Combining all of these grim disorders, I can only reach one conclusion. She’s a toddler! Although she’s three, she’s a Terrible Two; but, more importantly, an energetic, creative and intelligent one.

The question is: how many Terrible Twos are being improperly diagnosed in the interests of finding a quick fix for normal, but sometimes tiresome and taxing, behavior? I would wager that the vast majority is.

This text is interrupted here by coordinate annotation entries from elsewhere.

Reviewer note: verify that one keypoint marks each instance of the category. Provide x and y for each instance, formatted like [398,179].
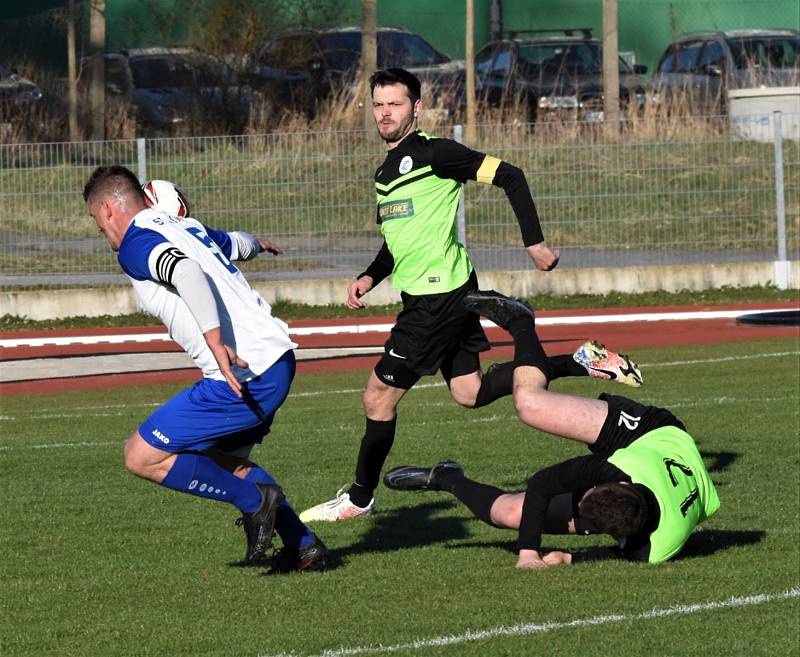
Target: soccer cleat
[409,477]
[311,557]
[259,526]
[339,508]
[497,307]
[605,364]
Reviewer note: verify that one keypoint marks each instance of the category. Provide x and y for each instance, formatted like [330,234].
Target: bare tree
[470,135]
[369,54]
[97,92]
[610,62]
[72,81]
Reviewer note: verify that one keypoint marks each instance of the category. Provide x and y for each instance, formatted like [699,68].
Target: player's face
[395,114]
[102,214]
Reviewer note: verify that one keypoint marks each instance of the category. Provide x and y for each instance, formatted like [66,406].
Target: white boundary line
[528,629]
[384,328]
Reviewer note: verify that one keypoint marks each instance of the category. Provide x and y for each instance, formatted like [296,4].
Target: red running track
[623,336]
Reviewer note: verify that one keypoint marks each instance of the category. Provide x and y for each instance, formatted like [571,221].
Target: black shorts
[628,420]
[433,332]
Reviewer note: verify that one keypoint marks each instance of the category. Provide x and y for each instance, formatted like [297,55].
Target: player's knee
[529,404]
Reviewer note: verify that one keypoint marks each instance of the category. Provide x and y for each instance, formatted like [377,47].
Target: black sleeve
[579,473]
[381,267]
[453,160]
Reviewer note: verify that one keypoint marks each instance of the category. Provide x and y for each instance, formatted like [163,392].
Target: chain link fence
[667,191]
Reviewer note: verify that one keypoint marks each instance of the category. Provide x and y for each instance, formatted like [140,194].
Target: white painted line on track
[162,336]
[529,629]
[54,414]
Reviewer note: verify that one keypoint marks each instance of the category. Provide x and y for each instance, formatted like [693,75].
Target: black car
[699,68]
[297,69]
[554,76]
[20,101]
[174,89]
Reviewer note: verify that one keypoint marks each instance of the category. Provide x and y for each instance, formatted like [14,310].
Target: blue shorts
[209,414]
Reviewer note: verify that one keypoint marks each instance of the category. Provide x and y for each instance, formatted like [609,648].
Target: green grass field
[96,562]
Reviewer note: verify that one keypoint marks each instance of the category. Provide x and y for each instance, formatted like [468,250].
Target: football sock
[528,348]
[565,365]
[477,497]
[292,531]
[496,382]
[198,474]
[375,446]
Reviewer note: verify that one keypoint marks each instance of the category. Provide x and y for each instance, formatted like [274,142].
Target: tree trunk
[369,55]
[470,133]
[610,62]
[72,82]
[97,44]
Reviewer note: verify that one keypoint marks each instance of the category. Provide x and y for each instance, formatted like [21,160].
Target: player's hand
[356,290]
[226,358]
[530,560]
[269,246]
[557,558]
[543,256]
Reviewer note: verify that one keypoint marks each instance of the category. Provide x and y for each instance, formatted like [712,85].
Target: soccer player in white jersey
[199,441]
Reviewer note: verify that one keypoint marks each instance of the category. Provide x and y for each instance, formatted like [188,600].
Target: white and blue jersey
[148,253]
[209,414]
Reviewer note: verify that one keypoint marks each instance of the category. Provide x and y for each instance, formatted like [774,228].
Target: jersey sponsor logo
[399,209]
[406,164]
[160,436]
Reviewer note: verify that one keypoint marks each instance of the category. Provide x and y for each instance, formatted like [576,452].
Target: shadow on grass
[408,527]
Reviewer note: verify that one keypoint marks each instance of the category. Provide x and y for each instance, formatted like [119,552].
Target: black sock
[528,348]
[497,381]
[565,365]
[477,497]
[375,446]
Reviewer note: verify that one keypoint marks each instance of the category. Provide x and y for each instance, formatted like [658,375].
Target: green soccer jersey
[667,462]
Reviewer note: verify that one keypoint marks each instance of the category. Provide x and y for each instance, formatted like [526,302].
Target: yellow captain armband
[487,170]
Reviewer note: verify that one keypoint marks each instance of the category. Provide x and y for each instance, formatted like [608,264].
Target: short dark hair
[614,509]
[389,76]
[112,180]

I duly apologize for subverting the criteria for various psychological disorders and for labeling my own niece with them, even if in the interests of satire. I apologize because psychological disorders need to be taken seriously and diagnosed with extreme care; and, furthermore, they must be treated by experienced, highly educated professionals who understand the implications of their therapeutic methods.

No doctor or psychiatrist who administers Prozac to a two to four year-old understands the implications of his therapeutic methods. Why? Because long-term side effects of Prozac have not been documented in adults. Furthermore, adding a powerful brain-chemistry-altering substance to the thick and spicy soup of a developing brain can have profound impacts. Consider the fact that a disease as innocuous as influenza, afflicting a woman in the second trimester of her pregnancy, has been identified as a possible cause of the most severe of mental disorders, schizophrenia, which becomes apparent usually as the brain is completing its development.

I can understand the necessary risk of prescribing anti-depressants to older children or adolescents who clearly demonstrate a risk of becoming suicidal. However, toddlers don’t even understand the concept of suicide; what is the risk of sticking out the Terrible Twos, which are a behavioral expression of neuro-anatomical growth? Certainly the risk of fundamentally altering brain chemistry during critical developmental periods outweighs the risk of putting up with annoying behavior from time to time.